Look carefully at the laws pertaining to colas (sweetened carbonated coloured waters), for example – they need to be transported and stored in temperature controlled conditions, not stored out in the open next to highways or moved around in open trucks. No where else in the reasonable world will you see crates of soft drinks lying exposed to the sun and heat – very simple reason why, the chemical changes that occur make them very carcinogenic. And the plastic packaging leaches into the soft drink.
Point one – the complete supply chain has to be under temperature fetyand pressure controlled conditions. And stored in shade. Do any of us leave our vegetables and food out in the open in the sun (except to dry)? Even the footpath vendors will place an umbrella over the fresh food and sprinkle water on it while perspiring themselves. But we educated people will buy processed food that has traveled across deserts and mountains and sea-ports in open trucks!

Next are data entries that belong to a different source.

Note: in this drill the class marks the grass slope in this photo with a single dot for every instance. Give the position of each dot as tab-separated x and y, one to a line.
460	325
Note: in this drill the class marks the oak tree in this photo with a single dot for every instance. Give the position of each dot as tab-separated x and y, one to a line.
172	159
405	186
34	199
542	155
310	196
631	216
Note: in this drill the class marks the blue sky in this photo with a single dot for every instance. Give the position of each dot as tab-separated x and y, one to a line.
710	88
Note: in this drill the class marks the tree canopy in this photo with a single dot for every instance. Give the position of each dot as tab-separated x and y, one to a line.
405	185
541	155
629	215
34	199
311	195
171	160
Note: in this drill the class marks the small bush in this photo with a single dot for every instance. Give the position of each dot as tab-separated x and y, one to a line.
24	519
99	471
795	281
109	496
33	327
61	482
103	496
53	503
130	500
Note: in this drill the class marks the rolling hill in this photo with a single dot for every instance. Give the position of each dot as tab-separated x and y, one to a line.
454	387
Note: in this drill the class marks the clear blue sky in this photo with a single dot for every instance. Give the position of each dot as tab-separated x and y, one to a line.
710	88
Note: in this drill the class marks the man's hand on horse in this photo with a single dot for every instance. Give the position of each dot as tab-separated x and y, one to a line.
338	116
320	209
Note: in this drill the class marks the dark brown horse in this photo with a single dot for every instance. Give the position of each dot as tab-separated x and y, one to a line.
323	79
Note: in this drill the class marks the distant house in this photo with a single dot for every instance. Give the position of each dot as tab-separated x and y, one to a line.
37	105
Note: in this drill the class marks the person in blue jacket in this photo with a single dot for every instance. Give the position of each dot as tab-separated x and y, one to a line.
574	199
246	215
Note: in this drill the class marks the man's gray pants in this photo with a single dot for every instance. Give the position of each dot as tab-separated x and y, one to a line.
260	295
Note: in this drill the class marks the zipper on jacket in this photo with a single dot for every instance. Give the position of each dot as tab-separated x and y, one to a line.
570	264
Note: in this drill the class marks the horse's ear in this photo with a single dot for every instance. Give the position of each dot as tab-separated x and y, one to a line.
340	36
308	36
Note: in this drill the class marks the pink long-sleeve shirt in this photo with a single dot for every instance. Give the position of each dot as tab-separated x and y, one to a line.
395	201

And the quality of those trucks.
A ship carrying edible oils, for example, not only has to provide pressurised and temperature controlled stainless steel or specially lined tanks, but can also for the rest of its natural life as a ship never carry a grade of any liquid cargo which is higher in rating than the most inferior cargo carried unless the owners are ready to spend a huge sum of money getting every square centimetre of tank space, every running centimetre of piping and every valve thoroughly cleaned by independent facilities ashore.
Many of these liquid cargoes have very complex instructions as a part of the seller-buyer contracts which have to be followed to the last dot on the i. These instructions, as far as the ship is concerned, end at the valve on the ship connecting to the pipeline from ashore. 
What happens after that?
Typically, in an Indian seaport, the better importers and exporters have their facilities on par with the best worldwide. Their tank farms and tank containers for onward transportation by road and/or rail are maintained to global best practices.

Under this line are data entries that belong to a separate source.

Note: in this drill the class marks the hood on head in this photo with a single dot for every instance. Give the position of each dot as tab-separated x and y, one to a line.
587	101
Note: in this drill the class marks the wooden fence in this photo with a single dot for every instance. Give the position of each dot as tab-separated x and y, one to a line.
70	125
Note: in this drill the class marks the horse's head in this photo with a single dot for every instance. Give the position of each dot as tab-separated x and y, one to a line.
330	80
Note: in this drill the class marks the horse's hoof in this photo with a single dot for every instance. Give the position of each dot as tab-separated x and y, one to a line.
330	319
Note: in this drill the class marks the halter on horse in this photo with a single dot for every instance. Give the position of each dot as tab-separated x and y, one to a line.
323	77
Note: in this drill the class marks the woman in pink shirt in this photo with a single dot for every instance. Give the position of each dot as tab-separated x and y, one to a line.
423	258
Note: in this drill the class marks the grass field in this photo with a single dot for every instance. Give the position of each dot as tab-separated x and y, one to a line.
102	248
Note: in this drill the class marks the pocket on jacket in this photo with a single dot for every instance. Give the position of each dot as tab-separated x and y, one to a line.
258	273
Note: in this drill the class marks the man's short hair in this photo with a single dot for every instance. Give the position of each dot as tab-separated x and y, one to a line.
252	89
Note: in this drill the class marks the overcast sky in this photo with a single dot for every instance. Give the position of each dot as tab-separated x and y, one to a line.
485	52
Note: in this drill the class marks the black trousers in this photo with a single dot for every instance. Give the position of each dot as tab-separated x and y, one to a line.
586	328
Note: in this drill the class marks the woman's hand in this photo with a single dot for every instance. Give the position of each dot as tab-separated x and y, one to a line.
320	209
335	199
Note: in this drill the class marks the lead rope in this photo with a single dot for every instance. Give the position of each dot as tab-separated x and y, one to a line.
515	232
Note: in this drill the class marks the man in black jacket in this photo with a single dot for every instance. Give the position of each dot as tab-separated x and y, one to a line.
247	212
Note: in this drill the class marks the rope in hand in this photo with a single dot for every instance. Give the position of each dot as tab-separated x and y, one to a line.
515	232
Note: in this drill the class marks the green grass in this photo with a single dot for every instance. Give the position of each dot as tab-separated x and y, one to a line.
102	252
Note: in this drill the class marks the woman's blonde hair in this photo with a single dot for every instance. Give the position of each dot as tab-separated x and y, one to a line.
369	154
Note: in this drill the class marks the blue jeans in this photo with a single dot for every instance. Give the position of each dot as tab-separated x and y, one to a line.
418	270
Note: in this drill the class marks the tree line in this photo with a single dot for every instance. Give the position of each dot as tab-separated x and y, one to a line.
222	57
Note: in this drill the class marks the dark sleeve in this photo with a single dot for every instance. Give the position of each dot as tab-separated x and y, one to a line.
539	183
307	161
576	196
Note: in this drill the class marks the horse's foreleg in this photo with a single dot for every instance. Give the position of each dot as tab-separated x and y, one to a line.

But there are others who take short-cuts right from the moment the liquid edible cargoes leave the ship for imports into India. Seaports in India are not open for public scrutiny, but the signs of all sorts of short-cuts are visible on our roads and off our highways as well as at storage facilities up-country, Food Corporation of India go downs and silos are just one example but by no means are they alone or are some of the private players paragons of virtue.
And then there are tanker-trucks. One way they will carry, say, edible oils. On the return leg they will carry, say, molasses. Cleaning between cargoes is done, if at all, manually using laundry soaps and human beings using brooms and mops. The question of temperature and pressure control simply does not exist, and very often the tanks used are not even insulated. As a result, the liquid edible oils and food grade products which would move from, say, a Gujarat port to a factory in a North Indian state, would go through a few weeks on the road during which they would absorb not just traces of previous cargoes and cleaning agents but also experience temperature changes from ultra cold nights to hot days as they drive through the plains.
It is time we started asking the corporates who sell us packaged food, especially liquids, how do they move their products across the country?
Especially, but not only, the cooking oils and the soft drinks.
And if they don’t answer, then please ask FSSAI.